Best Way to Learn SQL for Data Scientist : Part 1

Best way to learn SQL featured image

SQL is one of the most essential skill for any Data scientist . Basic Data Mining , Uncovering the hidden parameters  and much more daily routine task for every data scientist are easily possible with basic SQL knowledge . If you are a beginner in Data science and looking for the best way to learn SQL for Data science then it is going to be the best place for you . So enjoy the party here , I mean go through the complete article . I promise it will not take much time .

Best way to learn SQL for Data Scientist-

We have designed the complete learning into various learning steps

  1. Create the schema ( DDL)
  2. Insert /update the data into Data bases
  3. Complex queries and result projection

We will try to end up only fist and second step in this article . After it complex queries and result projection  part will be done in next article .Before I go forward I will recommend you to go through the article Know why and how using SQL is Important in Data science

1.Create the schema ( DDL)

Make an assumption,  you are doing any Data science project in which You are using relational database .Please keep in the mind that there could be two situations-

  1. You don’t have any data and you are getting the data from external source . Now you need to dump into some SQL based database .Here you need this Create the schema section .
  2. In the second situation , You have data in existing database . Only thing you have to do is run some query . In this case this section will no longer in use . You may directly jump into complex queries and result projection section .

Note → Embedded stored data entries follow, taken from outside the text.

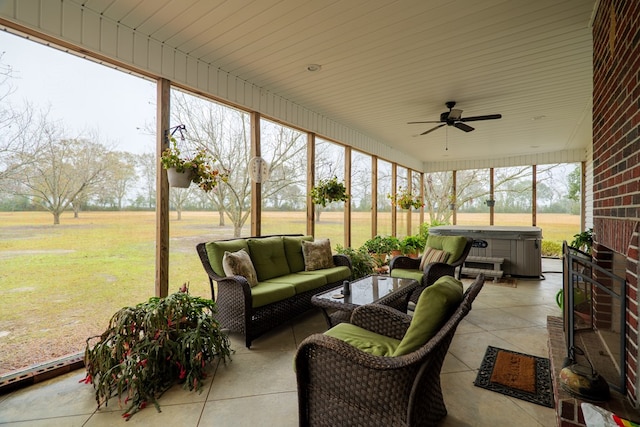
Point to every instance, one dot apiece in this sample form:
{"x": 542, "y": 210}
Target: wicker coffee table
{"x": 385, "y": 290}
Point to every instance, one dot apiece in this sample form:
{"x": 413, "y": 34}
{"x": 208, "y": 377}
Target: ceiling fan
{"x": 453, "y": 117}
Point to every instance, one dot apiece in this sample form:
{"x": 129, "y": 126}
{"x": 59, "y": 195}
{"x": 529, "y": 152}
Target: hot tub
{"x": 519, "y": 246}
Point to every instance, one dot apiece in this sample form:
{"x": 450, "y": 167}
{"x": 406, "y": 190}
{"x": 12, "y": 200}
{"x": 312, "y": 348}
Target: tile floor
{"x": 258, "y": 387}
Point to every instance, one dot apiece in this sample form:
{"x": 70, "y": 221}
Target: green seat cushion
{"x": 268, "y": 257}
{"x": 216, "y": 250}
{"x": 301, "y": 283}
{"x": 332, "y": 274}
{"x": 293, "y": 251}
{"x": 266, "y": 293}
{"x": 407, "y": 273}
{"x": 367, "y": 341}
{"x": 454, "y": 245}
{"x": 435, "y": 305}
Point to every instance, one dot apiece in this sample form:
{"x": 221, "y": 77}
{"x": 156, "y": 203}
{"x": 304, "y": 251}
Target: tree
{"x": 61, "y": 171}
{"x": 224, "y": 133}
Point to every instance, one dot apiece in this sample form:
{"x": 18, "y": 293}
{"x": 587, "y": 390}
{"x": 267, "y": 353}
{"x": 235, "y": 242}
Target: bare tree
{"x": 61, "y": 170}
{"x": 224, "y": 132}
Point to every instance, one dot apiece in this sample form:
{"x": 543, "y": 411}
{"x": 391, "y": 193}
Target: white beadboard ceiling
{"x": 384, "y": 63}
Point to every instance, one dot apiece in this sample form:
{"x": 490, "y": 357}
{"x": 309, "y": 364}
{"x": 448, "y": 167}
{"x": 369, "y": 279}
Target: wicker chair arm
{"x": 402, "y": 261}
{"x": 341, "y": 260}
{"x": 436, "y": 270}
{"x": 381, "y": 319}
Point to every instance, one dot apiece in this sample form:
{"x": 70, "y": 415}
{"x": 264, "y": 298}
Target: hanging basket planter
{"x": 179, "y": 179}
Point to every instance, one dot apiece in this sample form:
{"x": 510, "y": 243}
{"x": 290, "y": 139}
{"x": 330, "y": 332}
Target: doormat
{"x": 516, "y": 375}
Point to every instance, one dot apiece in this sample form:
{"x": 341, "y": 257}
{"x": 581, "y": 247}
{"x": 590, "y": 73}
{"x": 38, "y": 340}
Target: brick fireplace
{"x": 616, "y": 155}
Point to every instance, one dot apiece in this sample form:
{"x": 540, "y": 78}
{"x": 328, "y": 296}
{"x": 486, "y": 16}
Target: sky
{"x": 86, "y": 97}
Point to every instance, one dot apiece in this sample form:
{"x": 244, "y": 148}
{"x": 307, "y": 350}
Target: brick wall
{"x": 616, "y": 148}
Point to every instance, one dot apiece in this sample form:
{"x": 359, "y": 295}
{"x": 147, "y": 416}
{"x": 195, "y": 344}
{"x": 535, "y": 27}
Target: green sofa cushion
{"x": 293, "y": 251}
{"x": 333, "y": 274}
{"x": 435, "y": 305}
{"x": 266, "y": 293}
{"x": 407, "y": 273}
{"x": 370, "y": 342}
{"x": 216, "y": 250}
{"x": 452, "y": 244}
{"x": 300, "y": 282}
{"x": 268, "y": 257}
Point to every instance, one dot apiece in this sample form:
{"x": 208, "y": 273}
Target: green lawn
{"x": 61, "y": 284}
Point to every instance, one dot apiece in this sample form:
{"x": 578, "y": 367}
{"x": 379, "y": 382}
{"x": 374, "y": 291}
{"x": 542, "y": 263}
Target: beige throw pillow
{"x": 317, "y": 255}
{"x": 239, "y": 264}
{"x": 433, "y": 255}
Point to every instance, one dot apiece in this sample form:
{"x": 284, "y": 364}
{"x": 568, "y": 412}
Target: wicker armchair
{"x": 340, "y": 385}
{"x": 431, "y": 272}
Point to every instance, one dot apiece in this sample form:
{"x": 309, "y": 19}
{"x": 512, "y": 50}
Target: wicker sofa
{"x": 284, "y": 287}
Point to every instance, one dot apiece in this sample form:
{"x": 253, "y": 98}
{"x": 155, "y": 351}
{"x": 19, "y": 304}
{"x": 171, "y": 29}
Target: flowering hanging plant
{"x": 327, "y": 191}
{"x": 200, "y": 166}
{"x": 405, "y": 199}
{"x": 149, "y": 347}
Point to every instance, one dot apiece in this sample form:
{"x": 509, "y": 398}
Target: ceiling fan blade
{"x": 454, "y": 114}
{"x": 432, "y": 129}
{"x": 477, "y": 118}
{"x": 463, "y": 127}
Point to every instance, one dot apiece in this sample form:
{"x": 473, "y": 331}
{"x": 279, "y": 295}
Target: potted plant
{"x": 583, "y": 241}
{"x": 362, "y": 263}
{"x": 148, "y": 348}
{"x": 182, "y": 170}
{"x": 380, "y": 247}
{"x": 405, "y": 200}
{"x": 328, "y": 191}
{"x": 411, "y": 246}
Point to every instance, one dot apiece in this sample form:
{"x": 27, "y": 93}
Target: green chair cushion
{"x": 452, "y": 244}
{"x": 293, "y": 251}
{"x": 332, "y": 274}
{"x": 301, "y": 283}
{"x": 216, "y": 250}
{"x": 370, "y": 342}
{"x": 407, "y": 273}
{"x": 435, "y": 305}
{"x": 268, "y": 257}
{"x": 267, "y": 293}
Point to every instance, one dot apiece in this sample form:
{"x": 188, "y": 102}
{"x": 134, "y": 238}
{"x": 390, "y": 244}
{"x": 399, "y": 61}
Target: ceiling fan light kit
{"x": 454, "y": 118}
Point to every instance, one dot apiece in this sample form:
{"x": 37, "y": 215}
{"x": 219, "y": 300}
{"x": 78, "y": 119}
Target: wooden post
{"x": 311, "y": 177}
{"x": 374, "y": 196}
{"x": 347, "y": 204}
{"x": 162, "y": 189}
{"x": 394, "y": 190}
{"x": 256, "y": 187}
{"x": 491, "y": 196}
{"x": 534, "y": 195}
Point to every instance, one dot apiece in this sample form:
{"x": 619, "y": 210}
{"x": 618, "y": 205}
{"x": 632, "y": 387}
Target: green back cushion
{"x": 435, "y": 305}
{"x": 405, "y": 273}
{"x": 452, "y": 244}
{"x": 370, "y": 342}
{"x": 268, "y": 257}
{"x": 216, "y": 250}
{"x": 293, "y": 251}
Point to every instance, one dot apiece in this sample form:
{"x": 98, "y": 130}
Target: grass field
{"x": 61, "y": 284}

When you don’ t have the existing database , You need to create new one .

SQL Query to create Database :

CREATE DATABASE testDB ;               //Here testDB is database name

SQL Query to create Table :

CREATE TABLE test_table (

Col1  Datatype  Constraint ,

Col2  Datatype Constraint ,

Col3  Datatype Constraint ,

Col4  Datatype Constraint

);

Here Data types are varchar, int etc .

Other Required DDL command –

There are few other important DDL Commands like-

1.ALTER

2. DROP

3.TRUNCATE

What  are  Constraint in SQL –

When you create a table , There will be an option for you to add an constraint or not . Its completely situation oriented to add a constraint  into DDL script .  NOT NULL , UNIQUE , PRIMARY KEY , FORIEGN KEY , CHECK , DEFAULT , INDEX  are possible constraint  in SQL .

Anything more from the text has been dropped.